The New Diligence
Menu

Blog


The Comfort of Cash: What Liquidity Does for Your Mind and Money

10/7/2025

0 Comments

 
Picture
I noticed this sign on my way to the gym the other day (I changed the phone number for privacy). I’ve seen plenty of these signs before, but this was the first time I really stopped to think about the business model behind them.

These signs target a very specific kind of homeowner: someone under pressure. It might be foreclosure risk, divorce, job loss, relocation, or major repairs they cannot afford. The common thread is distress and a willingness to accept a cash offer at a steep discount in exchange for immediate relief.

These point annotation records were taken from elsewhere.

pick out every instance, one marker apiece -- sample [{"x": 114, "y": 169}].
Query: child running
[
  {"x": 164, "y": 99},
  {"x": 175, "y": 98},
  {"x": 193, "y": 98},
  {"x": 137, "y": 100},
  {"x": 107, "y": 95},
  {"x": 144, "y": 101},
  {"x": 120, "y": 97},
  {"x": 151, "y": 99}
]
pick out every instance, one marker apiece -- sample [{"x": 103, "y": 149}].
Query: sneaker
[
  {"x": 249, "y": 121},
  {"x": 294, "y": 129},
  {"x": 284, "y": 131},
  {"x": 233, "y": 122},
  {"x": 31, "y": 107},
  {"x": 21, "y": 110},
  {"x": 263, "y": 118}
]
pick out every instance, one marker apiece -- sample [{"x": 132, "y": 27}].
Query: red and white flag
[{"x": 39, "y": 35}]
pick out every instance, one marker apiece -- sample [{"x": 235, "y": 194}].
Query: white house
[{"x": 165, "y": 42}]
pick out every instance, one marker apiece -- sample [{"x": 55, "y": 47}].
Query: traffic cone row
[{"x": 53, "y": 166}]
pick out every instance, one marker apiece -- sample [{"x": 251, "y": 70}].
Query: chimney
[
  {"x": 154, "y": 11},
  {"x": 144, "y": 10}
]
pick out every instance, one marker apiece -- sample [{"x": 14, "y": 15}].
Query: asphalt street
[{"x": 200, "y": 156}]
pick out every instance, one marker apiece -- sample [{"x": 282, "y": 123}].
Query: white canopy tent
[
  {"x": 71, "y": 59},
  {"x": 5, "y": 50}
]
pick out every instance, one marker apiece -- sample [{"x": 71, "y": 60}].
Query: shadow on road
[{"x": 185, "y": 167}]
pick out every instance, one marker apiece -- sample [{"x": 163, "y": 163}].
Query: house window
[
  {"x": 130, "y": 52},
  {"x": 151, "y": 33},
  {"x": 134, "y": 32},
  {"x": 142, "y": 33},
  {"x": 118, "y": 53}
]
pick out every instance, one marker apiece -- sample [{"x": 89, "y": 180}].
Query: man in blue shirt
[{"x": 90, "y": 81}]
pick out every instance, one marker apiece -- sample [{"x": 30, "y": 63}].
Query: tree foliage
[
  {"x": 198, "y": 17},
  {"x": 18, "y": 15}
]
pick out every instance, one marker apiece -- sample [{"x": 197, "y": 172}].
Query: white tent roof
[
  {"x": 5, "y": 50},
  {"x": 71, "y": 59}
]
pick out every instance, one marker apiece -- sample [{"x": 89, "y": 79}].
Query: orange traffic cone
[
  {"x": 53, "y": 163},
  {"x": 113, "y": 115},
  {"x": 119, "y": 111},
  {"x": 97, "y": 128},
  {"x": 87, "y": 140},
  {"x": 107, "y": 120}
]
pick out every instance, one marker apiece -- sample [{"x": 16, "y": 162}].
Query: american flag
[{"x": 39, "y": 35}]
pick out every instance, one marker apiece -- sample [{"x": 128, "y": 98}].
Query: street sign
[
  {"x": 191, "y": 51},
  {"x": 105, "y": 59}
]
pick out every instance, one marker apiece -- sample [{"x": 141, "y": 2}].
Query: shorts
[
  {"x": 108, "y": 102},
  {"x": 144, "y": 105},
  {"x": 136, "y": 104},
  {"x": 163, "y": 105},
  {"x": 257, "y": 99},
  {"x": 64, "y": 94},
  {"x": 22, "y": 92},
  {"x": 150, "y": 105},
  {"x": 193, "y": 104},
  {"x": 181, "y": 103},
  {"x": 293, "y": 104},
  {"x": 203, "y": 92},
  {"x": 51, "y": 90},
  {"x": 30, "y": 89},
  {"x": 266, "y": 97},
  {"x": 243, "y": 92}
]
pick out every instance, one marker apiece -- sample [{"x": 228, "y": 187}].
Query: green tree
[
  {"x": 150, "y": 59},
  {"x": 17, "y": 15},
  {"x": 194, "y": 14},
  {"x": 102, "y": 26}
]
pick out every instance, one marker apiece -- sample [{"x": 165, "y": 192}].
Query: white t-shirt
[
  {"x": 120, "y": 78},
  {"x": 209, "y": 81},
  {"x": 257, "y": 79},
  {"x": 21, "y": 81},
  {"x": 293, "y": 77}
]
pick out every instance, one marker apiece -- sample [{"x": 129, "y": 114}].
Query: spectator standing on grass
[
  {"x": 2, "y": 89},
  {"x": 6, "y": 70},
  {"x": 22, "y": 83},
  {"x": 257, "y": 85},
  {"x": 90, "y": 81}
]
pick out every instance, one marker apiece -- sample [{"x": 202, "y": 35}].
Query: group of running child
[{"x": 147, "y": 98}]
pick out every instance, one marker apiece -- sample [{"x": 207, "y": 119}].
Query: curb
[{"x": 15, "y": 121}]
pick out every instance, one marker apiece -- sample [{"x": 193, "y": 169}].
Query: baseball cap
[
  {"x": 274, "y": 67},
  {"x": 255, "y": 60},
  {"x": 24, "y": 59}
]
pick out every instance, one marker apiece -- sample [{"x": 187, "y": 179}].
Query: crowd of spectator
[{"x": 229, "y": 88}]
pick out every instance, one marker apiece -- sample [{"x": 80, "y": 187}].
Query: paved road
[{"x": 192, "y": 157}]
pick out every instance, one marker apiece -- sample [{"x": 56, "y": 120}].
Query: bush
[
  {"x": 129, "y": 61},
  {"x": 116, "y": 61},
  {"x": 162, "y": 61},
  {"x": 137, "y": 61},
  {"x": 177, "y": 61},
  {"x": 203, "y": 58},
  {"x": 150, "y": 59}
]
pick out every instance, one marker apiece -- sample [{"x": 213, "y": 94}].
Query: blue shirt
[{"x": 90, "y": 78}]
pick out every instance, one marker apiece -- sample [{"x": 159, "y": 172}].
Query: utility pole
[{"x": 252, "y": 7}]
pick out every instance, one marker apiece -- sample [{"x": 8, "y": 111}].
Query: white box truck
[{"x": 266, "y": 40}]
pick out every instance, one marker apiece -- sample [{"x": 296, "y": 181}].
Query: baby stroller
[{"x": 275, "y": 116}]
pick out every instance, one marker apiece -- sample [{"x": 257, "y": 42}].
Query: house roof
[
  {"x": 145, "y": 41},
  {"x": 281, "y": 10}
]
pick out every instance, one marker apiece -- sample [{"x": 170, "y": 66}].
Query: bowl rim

This is a textbook example of the liquidity gap: the difference between what you think your asset is worth and what you can realistically sell it for when you need cash quickly. Selling a house is rarely fast, smooth, or cheap; under pressure, people often trade price for speed.

What does this tell us?
​
There is an entire industry built on profiting from the moments when people are in financial distress and lack the liquidity buffer to overcome their struggles. Need some evidence? Just ask the managers of Yale’s endowment fund. 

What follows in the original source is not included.